Yaya Jammeh as a Futampaf 'ceremony' 
Surprised by the intensity of the reactions of not only the international community but Gambians generally, Jammeh dispatched surrogates and apologists to quietly fan the country with assurances that his Tallinding political rally speech was misinterpreted, and that he didn't say what he's being accused of saying.

He hopes that by denying that he said Mandinkas are foreigners in their own country and that he will kill them one by one should they continue to oppose his rule, some of his Mandinka supporters who reportedly are abandoning his ruling APRC party in droves will return to the fold.

In the capital city of Banjul where there Jammeh enjoys a significant support, he has been distributing rice - a bag per compound - across the city with an accompanying megaphone-wielding propagandist in a pick-up truck assuring residents that Jammeh was being deliberately misquoted by his enemies.
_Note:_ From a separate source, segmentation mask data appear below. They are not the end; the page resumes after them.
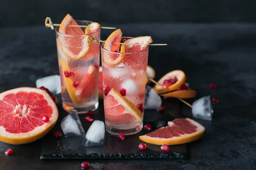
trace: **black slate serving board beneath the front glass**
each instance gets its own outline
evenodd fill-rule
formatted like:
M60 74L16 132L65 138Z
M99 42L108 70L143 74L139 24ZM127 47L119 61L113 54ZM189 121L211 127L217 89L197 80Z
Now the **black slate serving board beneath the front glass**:
M60 98L58 96L58 99ZM157 121L164 120L167 122L181 117L177 99L163 100L163 105L166 107L165 112L144 111L144 125L150 123L152 130L155 130ZM149 132L145 129L135 135L125 136L124 141L106 132L106 142L101 147L85 147L83 145L84 137L55 137L55 131L62 132L60 123L68 114L63 110L61 104L58 105L58 110L59 117L55 127L44 137L41 159L184 159L189 156L186 144L170 146L169 152L164 152L160 146L153 144L146 144L147 148L140 150L138 145L142 141L140 141L139 136ZM92 123L85 122L85 116L87 114L80 114L79 118L86 132ZM99 108L94 111L93 119L104 121L103 100L101 99L99 100Z

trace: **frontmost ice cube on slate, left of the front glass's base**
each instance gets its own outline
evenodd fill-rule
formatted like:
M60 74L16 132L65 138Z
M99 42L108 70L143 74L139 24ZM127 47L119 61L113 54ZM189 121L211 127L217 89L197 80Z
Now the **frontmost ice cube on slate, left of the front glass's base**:
M85 146L102 146L105 143L104 122L95 120L85 136Z

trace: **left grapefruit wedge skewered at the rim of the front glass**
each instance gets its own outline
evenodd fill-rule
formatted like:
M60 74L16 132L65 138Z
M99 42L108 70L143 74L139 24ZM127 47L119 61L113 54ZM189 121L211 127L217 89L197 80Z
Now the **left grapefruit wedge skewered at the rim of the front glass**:
M120 42L122 37L122 31L120 29L117 29L116 31L113 31L112 34L107 38L104 48L108 51L119 51L120 44L114 44L113 42ZM106 62L108 65L119 65L122 62L123 55L120 55L118 53L107 53L102 54L104 57L104 62Z

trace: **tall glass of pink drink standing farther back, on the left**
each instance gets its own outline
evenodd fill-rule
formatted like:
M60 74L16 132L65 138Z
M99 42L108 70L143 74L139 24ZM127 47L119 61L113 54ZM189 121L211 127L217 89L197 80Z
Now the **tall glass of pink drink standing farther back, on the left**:
M83 26L93 23L85 20L76 22ZM99 42L88 43L88 36L100 39L100 29L84 35L61 34L59 27L55 32L64 110L78 113L96 110L99 105Z

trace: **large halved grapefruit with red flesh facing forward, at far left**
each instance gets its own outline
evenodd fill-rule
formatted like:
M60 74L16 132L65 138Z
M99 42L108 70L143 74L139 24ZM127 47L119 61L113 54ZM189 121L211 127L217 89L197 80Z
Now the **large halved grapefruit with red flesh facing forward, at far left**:
M43 122L44 116L49 122ZM39 88L15 88L0 94L0 141L26 144L45 136L58 119L51 96Z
Jammeh and some of his supporters are denying his June 6th speech that was recorded and played numerous times on the online radios operated by Gambian dissidents living abroad.  Others who cannot deny that Jammeh indeed uttered those words have decided to remain moot than to lie in the presence of audio evidence.  

The speech was characterized as "vitriolic, extremely dangerous and irresponsible rhetoric" unbecoming from a head of state by Mr. Adama Dieng who is the United Nations Secretary General's Special Adviser on the Prevention of Genocide.  The speech was considered to be incitement of violence against an entire ethnic group and as a result, Jammeh was condemned publicly by the U.N. adviser for stigmatizing and dehumanizing the Mandinka ethnic group.

Jammeh's tirade against the Mandinkas was vile and vitriolic enough to have attracted a Rwandan newspaper to editorialize on the subject of the dangers of such hate speeches pose that could lead to the genocide experienced by Rwanda.